The studies showing any concern over toxicity that are most often referenced in such articles are:
1. are done on mice and rats, of which we are neither and
2. utilised mega doses of synthetic argaritine equivalent to a years serving of mushrooms all at once or large amounts consecutively over days.
It’s important to note that all foods have some level of toxicity, even greens which is in part why it is good to rotate our greens. This isolated viewpoint also negates the reality that all nutrients work in concert with other nutrients, not in isolation, and besides that the truth that mushrooms also have many other super healthful nutrients. Lastly it has been shown that the argaritine content of mushrooms goes down over time and is reduced by drying, refrigeration and exposure to uv light, enough so that the average mushroom you would purchase has very small amounts. When using the techniques I do for preparing mushrooms (sunning and or drying) the amount is even lower 🙂
The second reason some say we should avoid raw mushrooms is due to the fact that they are grown in / with feces. This imho is more valid than the first concern and yet can be rectified fairly easily. Most chefs do not like to wash mushrooms as they are porous and absorb water, if you do want to wash them do so with running water over the top and gently scrub downward with your finger, a cloth or paper towel. Others simply rub each dry mushroom with a damp cloth or paper towel, lastly one can peel the skin off if desired and remove the stem. Myself I simply prefer to expose my mushrooms to uv / uvb light preferably under the bright hot sun and otherwise under a UVB grow light. It is well known that uv light is a powerful antibacterial and as mentioned below increases the vitamin D content considerably. With this all in mind it is most often that the immune compromised, seniors, children or pregnant women are recommended to cook them. We all must make our own decisions for our health, I for one am not worried and feel a small amount of bacteria can actually have a positive overall effect on my microbiome and immune health, that said if one simply prefers to lightly steam or bake their mushrooms for extra safety that’s their choice.
Aside from all of this, for me Personally I know during the winter months Especially I desire mushrooms. I Love love love the flavor as well as the texture and only find benefit from eating them. I have eaten lots over the winter months with zero negative noticeable side effects, does that mean there are and can never be none what so ever, no, but for me it means the benefits are well worth it. For me this alongside my own confidence in my research is the true measure, is it effective, does it bring more ease, joy and peace. For me these are all Yes, yes yes.
Personally I love and use button, crimni, shitaki, oyster and Portabelo.
Something really cool about mushrooms is that when they are exposed to ultra violet light, Sunlight or Artificial UVB light, the Vitamin D levels Increase Significantly. Significantly may be a understatement, The mushroom Lady describes this finding: “It has been demonstrated that when white button mushrooms are exposed to Ultraviolet B radiation, for a short period of time, the level of Vitamin D increases to levels many times the minimum daily requirement, i.e.. 400 IU (10 mcg.) Normally, a serving** of white button mushrooms contains 18 IU, international units, (0.45 mcg.). Treated mushrooms contain over 3200 IU (80 mcg.)***”
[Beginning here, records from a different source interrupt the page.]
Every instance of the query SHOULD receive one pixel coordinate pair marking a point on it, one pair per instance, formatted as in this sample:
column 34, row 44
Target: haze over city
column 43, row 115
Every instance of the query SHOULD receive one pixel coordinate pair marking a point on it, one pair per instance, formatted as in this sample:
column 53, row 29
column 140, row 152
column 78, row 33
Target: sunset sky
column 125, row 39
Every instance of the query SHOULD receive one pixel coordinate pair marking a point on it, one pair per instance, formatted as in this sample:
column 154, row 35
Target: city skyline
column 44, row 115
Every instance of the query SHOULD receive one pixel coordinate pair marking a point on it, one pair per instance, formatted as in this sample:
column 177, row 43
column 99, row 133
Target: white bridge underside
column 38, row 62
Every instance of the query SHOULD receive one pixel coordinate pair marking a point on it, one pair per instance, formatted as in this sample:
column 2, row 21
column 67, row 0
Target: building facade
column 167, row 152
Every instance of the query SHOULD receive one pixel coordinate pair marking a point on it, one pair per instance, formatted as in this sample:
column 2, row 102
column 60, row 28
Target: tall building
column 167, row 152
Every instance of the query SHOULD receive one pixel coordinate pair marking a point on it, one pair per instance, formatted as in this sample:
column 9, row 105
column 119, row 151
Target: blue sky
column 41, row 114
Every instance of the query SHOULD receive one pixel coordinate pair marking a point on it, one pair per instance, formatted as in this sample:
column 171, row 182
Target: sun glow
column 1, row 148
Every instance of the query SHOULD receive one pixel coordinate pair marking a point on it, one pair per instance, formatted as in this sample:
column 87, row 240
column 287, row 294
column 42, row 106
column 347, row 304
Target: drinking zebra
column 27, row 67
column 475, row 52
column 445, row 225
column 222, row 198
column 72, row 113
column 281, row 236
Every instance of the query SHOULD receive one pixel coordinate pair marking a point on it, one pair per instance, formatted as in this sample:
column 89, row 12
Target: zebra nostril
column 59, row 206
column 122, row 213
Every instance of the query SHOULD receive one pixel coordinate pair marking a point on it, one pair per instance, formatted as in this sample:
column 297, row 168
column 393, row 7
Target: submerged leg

** 1 serving is equal to 100g of white button mushrooms.
***Mattila, P.H., Food Chemistry, 2002Further
Even more amazing, in the summer of 2004, mycologist Paul Stamets discovered that the level of vitamin D in freshly picked, indoor- grown shiitake mushrooms rose from 110 IU (2.75 mcg) to an astonishing 46,000 IU (1150 mcg.) per 100 grams when the mushrooms were placed outdoors in the sun for just six hours with the gills facing up (when the gills were facing down, the level rose to 10,900 IU (272.5 mcg.)). This shows that The mushrooms Produce much more vitamin D with their gills facing Up, further studies have shown that there is no significant increase after 16 hours of sun exposure.